LibrarySites.Banner

Repost: All About Sitecore Scheduling: Agents and Tasks

This blog post provides information about agents and tasks that you can use to schedule processes with the Sitecore ASP.NET Web Content Management System (CMS).

This is a repost of http://sitecorejohn.spaces.live.com/Blog/cns!960125F1D4A59952!698.entry.

Introduction

There are at least three ways to schedule processes with the Sitecore .NET CMS:

  1. Configure agents in web.config.
  2. Define scheduled tasks in a database.
  3. Use the Windows Task Scheduler to call a Web service in a Sitecore instance.

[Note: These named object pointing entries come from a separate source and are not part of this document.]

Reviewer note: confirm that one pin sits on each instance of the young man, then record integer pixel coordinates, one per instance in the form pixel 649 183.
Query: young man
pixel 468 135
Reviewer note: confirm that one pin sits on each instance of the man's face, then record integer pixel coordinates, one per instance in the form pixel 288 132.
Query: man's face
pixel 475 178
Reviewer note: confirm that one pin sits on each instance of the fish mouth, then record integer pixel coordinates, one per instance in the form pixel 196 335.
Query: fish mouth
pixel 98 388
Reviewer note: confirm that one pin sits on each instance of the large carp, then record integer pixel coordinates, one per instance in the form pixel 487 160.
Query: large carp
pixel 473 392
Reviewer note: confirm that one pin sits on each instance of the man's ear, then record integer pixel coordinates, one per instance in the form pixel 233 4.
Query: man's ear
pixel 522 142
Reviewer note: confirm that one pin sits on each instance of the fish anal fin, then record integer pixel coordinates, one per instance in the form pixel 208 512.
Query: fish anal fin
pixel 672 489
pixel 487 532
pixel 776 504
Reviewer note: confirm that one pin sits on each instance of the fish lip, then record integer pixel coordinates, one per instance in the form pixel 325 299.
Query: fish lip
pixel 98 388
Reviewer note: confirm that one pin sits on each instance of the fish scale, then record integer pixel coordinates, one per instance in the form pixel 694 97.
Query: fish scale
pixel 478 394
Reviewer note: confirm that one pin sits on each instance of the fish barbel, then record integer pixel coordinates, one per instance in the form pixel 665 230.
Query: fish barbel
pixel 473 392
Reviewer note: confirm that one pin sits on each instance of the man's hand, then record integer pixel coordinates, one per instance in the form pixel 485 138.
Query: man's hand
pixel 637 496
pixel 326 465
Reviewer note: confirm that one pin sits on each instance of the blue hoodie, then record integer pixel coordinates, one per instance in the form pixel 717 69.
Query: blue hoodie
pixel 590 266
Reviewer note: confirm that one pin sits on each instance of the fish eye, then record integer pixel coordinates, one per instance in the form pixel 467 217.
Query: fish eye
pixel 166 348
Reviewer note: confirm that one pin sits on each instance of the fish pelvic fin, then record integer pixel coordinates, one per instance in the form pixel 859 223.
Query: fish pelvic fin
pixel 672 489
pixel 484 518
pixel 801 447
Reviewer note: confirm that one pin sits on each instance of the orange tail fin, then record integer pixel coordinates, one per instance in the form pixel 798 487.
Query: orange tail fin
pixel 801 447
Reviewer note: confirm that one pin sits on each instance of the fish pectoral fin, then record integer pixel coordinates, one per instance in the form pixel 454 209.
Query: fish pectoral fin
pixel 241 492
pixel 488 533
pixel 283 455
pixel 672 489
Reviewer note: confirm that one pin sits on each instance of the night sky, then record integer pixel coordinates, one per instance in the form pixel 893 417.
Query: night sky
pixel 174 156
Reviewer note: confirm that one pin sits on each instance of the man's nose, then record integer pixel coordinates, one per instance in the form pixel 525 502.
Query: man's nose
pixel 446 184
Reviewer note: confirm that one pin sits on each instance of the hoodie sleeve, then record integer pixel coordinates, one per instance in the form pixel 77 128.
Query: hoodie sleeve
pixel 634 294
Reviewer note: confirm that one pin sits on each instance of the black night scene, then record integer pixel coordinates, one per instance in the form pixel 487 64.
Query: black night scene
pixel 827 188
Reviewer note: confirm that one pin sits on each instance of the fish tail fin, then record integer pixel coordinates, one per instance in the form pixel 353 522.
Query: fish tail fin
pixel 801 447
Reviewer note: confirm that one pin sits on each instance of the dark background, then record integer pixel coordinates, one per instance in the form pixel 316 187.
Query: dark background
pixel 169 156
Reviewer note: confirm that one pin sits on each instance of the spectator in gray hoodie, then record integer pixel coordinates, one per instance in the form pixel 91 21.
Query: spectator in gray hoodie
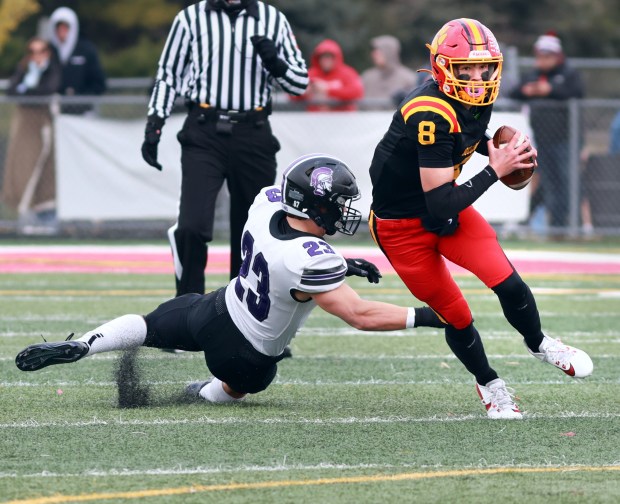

Agents in web.config are very straightforward and by far the most common way to schedule processes in Sitecore, especially for things that run perpetually, such as administrative work.

Scheduling tasks in the database is a good solution when you need to control tasks dynamically and/or programmatically, since this approach doesn’t require that you update web.config, which would restart the ASP.NET worker process.

The Windows Task Scheduler gets around limitations to the ASP.NET architecture that make it unrealistic to expect to invoke a process at a very specific time, and the fact that the ASP.NET worker process might not be active when you want Sitecore to invoke a process.

Note: The Taks Scheduling (sic) thread on the Sitecore Developer Network (SDN) forums indicates that Sitecore may interpret 24:00:00 as 00:00:00; use a value such as 23:59:59 instead.

Agents in web.config

Sitecore uses web.config to enable several default agents, and you enable additional agents that Sitecore disables by default, or create your own agents.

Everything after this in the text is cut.